When I laughed out loud, he didn’t join in, but kept his eyes looking down at some place off to the left. He did, however, smile to himself, pleased with my response.

For a man who has no access to running water, ever, a man who works hard at recycling (and he’s got the nicks and cuts to show for it), Nate is remarkably dapper. His beard is carefully trimmed, his clothes brushed clean and his hands neat. But like many people on the street, Nate can’t seem to physically relax; no matter how safe the environment he is constantly vigilant. He rarely makes eye contact, his smile is fleeting and involuntary and his shoulders stay hunched. And Nate’s story about how he ended up here is also in many ways remarkably similar to many others’. It’s a story of sudden disruption – a financial crisis, an eviction, a job loss, a divorce, a death. A breaking-point fight with a family member.

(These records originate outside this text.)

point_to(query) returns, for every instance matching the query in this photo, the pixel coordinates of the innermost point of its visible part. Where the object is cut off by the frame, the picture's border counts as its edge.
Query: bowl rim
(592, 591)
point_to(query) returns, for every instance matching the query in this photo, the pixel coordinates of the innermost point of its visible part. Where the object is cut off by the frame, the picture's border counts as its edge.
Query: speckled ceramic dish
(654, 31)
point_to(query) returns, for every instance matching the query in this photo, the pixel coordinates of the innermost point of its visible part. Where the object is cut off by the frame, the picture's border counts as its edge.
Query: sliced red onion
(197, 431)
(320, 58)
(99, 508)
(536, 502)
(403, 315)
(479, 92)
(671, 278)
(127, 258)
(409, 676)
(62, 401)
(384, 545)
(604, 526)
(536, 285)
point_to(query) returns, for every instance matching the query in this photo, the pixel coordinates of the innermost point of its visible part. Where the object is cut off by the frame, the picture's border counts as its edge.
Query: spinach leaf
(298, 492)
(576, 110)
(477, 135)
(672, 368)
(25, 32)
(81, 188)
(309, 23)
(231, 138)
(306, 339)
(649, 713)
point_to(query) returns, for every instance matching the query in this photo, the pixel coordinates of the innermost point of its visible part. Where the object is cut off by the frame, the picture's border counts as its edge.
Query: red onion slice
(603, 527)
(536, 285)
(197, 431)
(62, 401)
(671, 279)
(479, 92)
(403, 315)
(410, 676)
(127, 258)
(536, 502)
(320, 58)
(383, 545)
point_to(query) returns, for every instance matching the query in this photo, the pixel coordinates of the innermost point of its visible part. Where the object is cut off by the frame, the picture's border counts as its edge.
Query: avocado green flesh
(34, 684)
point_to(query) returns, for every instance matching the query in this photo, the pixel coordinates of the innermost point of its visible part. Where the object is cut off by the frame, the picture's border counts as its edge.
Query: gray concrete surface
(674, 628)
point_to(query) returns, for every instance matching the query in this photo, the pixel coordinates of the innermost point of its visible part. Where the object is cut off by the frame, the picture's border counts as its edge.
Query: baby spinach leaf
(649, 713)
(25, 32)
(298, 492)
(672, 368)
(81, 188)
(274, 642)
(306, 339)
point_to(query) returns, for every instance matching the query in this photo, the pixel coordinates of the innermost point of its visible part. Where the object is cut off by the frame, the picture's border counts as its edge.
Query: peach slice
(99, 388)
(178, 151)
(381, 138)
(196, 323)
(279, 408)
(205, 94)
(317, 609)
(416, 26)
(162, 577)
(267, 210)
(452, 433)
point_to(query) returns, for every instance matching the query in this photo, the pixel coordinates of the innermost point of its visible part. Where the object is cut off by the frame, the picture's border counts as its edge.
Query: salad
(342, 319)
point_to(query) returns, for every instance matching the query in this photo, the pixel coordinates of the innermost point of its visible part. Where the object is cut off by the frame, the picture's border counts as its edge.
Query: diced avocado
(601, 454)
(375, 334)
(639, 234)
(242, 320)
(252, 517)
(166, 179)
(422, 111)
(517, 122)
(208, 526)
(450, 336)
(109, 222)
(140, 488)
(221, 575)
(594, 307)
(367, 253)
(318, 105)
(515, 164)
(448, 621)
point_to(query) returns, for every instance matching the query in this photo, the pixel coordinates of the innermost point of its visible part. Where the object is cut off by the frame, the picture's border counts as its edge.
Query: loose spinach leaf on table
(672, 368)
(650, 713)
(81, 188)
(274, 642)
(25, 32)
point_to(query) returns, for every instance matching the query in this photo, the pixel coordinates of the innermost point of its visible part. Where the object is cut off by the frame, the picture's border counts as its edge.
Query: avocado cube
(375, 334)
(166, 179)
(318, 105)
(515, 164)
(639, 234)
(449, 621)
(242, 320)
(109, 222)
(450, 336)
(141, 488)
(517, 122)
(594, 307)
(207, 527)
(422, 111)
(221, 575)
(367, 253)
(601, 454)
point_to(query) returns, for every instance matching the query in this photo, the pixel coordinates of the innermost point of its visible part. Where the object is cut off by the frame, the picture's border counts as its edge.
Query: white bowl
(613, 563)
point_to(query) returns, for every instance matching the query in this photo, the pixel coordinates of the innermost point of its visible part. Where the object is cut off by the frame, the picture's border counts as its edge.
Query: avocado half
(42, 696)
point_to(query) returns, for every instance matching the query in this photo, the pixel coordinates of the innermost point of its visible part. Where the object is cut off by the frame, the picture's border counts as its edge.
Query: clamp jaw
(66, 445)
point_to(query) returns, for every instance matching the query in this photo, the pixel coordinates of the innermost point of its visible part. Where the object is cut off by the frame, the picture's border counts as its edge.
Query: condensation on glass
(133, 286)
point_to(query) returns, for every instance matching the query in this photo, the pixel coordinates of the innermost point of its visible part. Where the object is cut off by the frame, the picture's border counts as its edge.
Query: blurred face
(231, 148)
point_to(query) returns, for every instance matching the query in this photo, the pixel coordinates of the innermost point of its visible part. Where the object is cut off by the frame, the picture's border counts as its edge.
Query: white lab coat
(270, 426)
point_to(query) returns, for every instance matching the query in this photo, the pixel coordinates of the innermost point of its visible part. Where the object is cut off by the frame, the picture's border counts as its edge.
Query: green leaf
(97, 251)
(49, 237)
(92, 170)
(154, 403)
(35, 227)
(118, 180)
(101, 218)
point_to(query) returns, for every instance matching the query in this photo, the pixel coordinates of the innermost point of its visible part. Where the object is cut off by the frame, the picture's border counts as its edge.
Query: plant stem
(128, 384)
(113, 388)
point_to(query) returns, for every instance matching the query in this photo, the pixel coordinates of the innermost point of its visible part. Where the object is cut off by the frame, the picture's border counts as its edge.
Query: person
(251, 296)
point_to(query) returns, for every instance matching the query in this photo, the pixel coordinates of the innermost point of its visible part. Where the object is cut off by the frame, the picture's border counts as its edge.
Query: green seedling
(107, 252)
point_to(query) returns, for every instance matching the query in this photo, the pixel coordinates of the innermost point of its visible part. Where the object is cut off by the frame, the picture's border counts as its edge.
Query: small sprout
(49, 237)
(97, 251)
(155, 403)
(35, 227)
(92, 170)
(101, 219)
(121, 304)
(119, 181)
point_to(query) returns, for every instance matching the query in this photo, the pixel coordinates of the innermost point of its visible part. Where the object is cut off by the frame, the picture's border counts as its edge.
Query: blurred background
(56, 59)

Nate, a self-described “Tenderloin rat,” talks about having trained in the Navy, working on submarine sonar systems, then coming home to be employed by his wife’s wealthy family. Nate’s income, his business, and his home all came from his wife’s family, and Nate, in turn, passed on much of that same money to his own poorer relations. He describes the escalating tensions with them all as his wife slid further and further into serious addiction while nothing was done and no one acknowledged it. He was “expected to just go to work and act like nothing was happening.” But Nate finally reached the point where he couldn’t take the trauma of his wife’s addiction anymore and left. But his own family, once the money flow ended, turned on him too, refusing to take him in. At this point Nate describes how his in-laws made sure Nate would never again have access to his infant son. Something in him broke, he says, “and I chose to divorce myself from society.” Twenty-two years later, when he talks about his son, his eyes still well with tears. Nate’s had no contact with any of them since 1988 and the hurt is visibly raw, his voice shaky with emotion as he continues to keep his gaze on that spot off to our left.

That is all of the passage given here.